# Optimization Algorithms


Scikit-Learn LogisticRegression model uses various optimization algorithms for the Gradient Descent algorithm.

In this notebook, we try to understand how to use some of the optimization algorithms.



## SciPy Optimization 

The scipy.optimize package provides several commonly used optimization algorithms. 
https://docs.scipy.org/doc/scipy/reference/tutorial/optimize.html

We will study the **unconstrained minimization of multivariate scalar functions (minimize)** algorithms.
https://docs.scipy.org/doc/scipy/reference/generated/scipy.optimize.minimize.html#scipy.optimize.minimize

The commonly used "minimize" algorithms are:
- CG (nonlinear conjugate gradient)
- Newton-CG (truncated Newton)
- TNC (truncated Newton algorithm)
- BFGS (Broyden-Fletcher-Goldfarb-Shanno)
- L-BFGS-B (bound constrained minimization)
- Nelder-Mead
- Powell


## How do We Use the scipy.optimize.minimize Function?


##### scipy.optimize.minimize(fun, x0, args=(), method=None, jac=None, hess=None, hessp=None, bounds=None, constraints=(), tol=None, callback=None, options=None)

We will use the folowng arguments:
- 1st (fun)
- 2nd (x0)
- 3rd (args)
- 4th (method)
- 5th (jac)
- 11th (options)


See the description below:

- 1st(fun):
callable
The objective function to be minimized. Must be in the form f(x, *args). The optimizing argument, x, is a 1-D array of points, and args is a tuple of any additional fixed parameters needed to completely specify the function.

- 2nd (x0):
ndarray
Initial guess. 
len(x0) is the dimensionality of the minimization problem.


- 3rd (args): 
tuple, optional
Extra arguments passed to the objective function and its derivatives (Jacobian, Hessian).

- 4th (method):
str or callable, optional

Type of solver.
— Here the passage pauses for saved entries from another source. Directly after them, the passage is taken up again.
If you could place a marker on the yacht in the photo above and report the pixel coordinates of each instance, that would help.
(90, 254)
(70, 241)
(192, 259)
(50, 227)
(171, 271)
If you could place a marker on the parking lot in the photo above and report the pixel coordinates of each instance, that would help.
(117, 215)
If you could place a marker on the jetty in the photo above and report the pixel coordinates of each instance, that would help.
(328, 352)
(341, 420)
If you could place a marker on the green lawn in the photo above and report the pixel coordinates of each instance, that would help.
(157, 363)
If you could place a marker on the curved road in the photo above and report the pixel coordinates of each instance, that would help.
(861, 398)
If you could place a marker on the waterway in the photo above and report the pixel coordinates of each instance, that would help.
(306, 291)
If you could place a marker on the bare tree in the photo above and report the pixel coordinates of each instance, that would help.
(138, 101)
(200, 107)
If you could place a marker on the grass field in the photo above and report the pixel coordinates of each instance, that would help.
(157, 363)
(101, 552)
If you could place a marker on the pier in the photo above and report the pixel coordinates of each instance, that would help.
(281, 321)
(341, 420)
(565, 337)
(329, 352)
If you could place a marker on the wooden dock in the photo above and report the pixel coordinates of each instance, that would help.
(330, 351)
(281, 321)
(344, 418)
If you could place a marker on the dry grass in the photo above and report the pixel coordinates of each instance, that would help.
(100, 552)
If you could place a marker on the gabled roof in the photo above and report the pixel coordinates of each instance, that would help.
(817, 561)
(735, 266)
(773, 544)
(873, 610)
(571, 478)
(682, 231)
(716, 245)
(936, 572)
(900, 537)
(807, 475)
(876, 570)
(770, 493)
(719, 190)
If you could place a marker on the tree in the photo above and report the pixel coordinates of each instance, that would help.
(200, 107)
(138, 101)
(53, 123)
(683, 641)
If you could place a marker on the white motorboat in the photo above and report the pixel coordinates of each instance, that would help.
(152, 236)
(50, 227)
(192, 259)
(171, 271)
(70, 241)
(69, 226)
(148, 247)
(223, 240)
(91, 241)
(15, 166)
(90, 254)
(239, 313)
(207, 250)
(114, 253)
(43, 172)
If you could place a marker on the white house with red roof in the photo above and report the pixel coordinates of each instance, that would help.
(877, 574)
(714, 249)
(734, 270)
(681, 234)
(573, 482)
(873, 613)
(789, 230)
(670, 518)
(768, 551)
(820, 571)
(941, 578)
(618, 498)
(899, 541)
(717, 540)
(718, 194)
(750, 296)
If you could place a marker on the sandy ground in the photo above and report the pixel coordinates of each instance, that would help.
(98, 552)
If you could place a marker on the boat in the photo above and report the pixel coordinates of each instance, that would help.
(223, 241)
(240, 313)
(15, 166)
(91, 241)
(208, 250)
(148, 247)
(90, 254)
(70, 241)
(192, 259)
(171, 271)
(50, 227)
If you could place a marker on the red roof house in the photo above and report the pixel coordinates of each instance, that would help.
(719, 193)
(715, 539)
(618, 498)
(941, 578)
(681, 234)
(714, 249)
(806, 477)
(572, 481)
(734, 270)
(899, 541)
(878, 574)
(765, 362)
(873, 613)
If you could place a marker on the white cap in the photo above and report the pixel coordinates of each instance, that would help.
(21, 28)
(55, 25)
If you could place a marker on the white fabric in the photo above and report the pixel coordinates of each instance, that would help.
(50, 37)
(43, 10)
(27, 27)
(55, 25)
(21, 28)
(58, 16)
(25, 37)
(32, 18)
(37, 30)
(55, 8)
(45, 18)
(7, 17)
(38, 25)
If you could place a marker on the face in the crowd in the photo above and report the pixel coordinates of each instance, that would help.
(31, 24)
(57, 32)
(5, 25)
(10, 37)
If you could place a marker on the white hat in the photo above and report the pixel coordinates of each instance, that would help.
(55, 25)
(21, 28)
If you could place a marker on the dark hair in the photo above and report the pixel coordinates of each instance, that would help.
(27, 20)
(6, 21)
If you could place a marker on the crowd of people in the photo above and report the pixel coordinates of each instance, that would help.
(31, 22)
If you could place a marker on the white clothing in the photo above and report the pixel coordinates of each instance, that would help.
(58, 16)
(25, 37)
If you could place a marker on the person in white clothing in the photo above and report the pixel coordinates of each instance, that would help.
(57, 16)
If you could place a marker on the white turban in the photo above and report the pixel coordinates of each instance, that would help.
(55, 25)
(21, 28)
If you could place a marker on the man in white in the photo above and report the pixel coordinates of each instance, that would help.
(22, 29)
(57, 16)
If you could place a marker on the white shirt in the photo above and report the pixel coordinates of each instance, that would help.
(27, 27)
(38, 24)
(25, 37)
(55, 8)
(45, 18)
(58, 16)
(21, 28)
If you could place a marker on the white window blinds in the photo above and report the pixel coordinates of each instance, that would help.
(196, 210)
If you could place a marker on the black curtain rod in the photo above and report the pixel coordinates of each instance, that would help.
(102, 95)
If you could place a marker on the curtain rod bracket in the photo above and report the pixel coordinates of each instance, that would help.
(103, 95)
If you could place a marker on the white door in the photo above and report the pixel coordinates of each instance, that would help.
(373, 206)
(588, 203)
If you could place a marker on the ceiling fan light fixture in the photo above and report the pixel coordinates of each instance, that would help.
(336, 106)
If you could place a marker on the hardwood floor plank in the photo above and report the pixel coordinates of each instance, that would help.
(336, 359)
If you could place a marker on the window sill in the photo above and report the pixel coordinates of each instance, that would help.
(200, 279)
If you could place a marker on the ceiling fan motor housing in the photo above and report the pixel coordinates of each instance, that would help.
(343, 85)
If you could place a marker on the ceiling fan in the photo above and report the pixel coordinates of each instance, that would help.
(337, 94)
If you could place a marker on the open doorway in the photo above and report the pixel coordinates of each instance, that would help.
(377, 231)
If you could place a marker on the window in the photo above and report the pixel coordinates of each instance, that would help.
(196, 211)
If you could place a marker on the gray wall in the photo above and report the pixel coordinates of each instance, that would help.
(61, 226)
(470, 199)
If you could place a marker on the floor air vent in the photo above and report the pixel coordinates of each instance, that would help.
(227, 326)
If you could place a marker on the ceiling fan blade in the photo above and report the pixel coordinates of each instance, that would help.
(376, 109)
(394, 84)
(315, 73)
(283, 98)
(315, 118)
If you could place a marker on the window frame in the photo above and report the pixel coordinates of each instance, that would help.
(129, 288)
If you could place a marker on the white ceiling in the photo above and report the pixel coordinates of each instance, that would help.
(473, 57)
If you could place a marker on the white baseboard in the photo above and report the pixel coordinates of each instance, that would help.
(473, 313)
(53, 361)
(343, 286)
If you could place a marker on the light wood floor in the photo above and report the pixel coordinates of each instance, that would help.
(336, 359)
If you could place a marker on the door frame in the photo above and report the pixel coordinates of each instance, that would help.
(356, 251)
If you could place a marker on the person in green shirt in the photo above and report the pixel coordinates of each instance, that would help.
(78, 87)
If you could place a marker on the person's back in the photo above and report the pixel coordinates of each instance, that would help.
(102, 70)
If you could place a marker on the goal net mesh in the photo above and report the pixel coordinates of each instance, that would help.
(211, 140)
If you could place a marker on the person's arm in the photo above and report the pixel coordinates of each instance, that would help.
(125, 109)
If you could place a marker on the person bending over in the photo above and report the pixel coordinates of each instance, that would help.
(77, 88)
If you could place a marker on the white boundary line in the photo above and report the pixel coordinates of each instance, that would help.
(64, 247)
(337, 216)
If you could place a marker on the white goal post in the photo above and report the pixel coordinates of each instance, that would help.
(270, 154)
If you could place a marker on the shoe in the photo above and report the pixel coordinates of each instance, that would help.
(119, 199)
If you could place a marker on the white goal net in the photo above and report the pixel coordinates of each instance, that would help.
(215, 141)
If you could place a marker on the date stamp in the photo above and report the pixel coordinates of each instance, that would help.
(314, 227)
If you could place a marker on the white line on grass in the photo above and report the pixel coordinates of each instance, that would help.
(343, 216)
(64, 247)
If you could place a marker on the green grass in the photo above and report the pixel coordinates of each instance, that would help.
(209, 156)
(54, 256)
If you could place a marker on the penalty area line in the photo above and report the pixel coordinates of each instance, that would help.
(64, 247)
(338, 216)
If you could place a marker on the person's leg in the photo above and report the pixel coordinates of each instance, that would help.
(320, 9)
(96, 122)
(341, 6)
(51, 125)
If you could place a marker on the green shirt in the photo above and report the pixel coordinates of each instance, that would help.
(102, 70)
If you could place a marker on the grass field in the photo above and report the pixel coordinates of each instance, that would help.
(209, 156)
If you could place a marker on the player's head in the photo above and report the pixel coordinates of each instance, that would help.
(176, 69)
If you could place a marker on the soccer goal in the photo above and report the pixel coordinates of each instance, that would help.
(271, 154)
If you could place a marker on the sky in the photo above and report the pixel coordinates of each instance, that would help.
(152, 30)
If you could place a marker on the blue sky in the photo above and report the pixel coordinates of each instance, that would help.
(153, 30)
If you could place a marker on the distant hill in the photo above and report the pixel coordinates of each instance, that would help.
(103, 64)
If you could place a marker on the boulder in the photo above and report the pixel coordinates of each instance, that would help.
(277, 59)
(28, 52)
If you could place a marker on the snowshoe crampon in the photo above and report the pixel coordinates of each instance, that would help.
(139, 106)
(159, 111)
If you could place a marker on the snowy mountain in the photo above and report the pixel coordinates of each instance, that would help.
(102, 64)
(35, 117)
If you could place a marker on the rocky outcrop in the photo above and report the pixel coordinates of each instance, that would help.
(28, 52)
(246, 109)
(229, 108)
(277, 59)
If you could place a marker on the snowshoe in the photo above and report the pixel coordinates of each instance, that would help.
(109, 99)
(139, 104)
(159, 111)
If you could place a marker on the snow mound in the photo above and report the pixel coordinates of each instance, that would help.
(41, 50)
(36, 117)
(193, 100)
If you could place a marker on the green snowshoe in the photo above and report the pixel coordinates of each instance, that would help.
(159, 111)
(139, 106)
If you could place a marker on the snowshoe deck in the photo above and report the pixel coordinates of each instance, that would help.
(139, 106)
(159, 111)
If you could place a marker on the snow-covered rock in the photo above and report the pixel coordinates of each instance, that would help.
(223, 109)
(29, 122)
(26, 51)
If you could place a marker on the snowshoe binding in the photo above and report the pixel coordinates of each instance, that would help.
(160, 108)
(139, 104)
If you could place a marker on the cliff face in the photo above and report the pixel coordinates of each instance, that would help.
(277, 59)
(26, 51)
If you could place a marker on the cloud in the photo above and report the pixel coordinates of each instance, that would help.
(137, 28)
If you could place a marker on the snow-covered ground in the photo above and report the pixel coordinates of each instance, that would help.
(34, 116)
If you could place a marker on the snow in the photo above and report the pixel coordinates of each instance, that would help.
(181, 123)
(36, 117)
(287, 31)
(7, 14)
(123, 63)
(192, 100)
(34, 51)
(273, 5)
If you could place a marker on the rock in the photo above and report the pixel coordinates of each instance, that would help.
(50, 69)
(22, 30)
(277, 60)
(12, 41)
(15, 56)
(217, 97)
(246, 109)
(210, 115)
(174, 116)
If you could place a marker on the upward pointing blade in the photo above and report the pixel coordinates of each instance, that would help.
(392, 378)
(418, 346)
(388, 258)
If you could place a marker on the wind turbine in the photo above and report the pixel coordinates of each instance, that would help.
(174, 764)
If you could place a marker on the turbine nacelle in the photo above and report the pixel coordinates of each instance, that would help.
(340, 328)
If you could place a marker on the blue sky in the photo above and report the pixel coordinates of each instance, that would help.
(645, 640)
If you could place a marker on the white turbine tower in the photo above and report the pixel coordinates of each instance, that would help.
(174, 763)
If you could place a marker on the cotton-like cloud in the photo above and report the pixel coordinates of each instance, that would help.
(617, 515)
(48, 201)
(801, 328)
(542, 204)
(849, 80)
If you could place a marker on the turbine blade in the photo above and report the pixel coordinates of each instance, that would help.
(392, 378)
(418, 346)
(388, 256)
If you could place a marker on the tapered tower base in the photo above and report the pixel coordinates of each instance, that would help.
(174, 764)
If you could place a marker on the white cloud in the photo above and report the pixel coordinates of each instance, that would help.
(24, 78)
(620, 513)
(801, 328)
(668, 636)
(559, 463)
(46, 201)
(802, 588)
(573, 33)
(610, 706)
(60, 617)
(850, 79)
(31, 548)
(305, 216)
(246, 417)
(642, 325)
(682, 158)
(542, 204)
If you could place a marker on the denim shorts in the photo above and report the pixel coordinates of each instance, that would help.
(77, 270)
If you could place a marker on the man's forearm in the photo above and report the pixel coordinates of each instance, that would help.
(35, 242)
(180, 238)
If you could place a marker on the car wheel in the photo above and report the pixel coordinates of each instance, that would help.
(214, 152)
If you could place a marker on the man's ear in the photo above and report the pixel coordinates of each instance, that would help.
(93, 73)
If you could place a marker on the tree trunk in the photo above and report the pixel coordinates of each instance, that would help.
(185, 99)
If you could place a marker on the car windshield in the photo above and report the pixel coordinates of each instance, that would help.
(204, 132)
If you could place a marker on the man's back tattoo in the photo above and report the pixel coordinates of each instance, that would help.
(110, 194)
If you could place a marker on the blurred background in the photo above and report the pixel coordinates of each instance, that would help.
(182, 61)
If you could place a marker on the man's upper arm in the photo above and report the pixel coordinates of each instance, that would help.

Should be one of

    ‘Nelder-Mead’ 
    ‘Powell’ 
    ‘CG’ 
    ‘BFGS’ 
    ‘Newton-CG’ 
    ‘L-BFGS-B’ 
    ‘TNC’ 
    ‘COBYLA’ 
    ‘SLSQP’ 
    ‘dogleg’ 
    ‘trust-ncg’ 
    ‘trust-exact’ 
    ‘trust-krylov’ 


If not given, chosen to be one of BFGS, L-BFGS-B, SLSQP, depending if the problem has constraints or bounds.


- 5th (jac):
bool or callable, optional

Jacobian (gradient) of objective function. Only for CG, BFGS, Newton-CG, L-BFGS-B, TNC, SLSQP, dogleg, trust-ncg, trust-krylov, trust-region-exact. If jac is a Boolean and is True, fun is assumed to return the gradient along with the objective function. If False, the gradient will be estimated numerically. jac can also be a callable returning the gradient of the objective. In this case, it must accept the same arguments as fun.

- 11th (options):
dict, optional

A dictionary of solver options. All methods accept the following generic options:

- maxiter : int
Maximum number of iterations to perform.

- disp : bool
Set to True to print convergence messages.

There are other method-specific options.


We will see **<font color=red size=4> how to use the BFGS algorithm </font>** by solving three unconstrained optimization problems.


## BFGS

For the BFGS solver, the following options are available:
	
- disp : bool (Set to True to print convergence messages.)
- maxiter : int (Maximum number of iterations to perform.)
- gtol : float (Gradient norm must be less than gtol before successful termination.)
- norm : float [Order of norm (Inf is max, -Inf is min).]
- eps : float or ndarray (If jac is approximated, use this value for the step size.)

The two most relevant "options" for BFGS are: disp and maxiter



## Return Values from the "minimize" dunction
	
res : OptimizeResult

The optimization result represented as a OptimizeResult object. 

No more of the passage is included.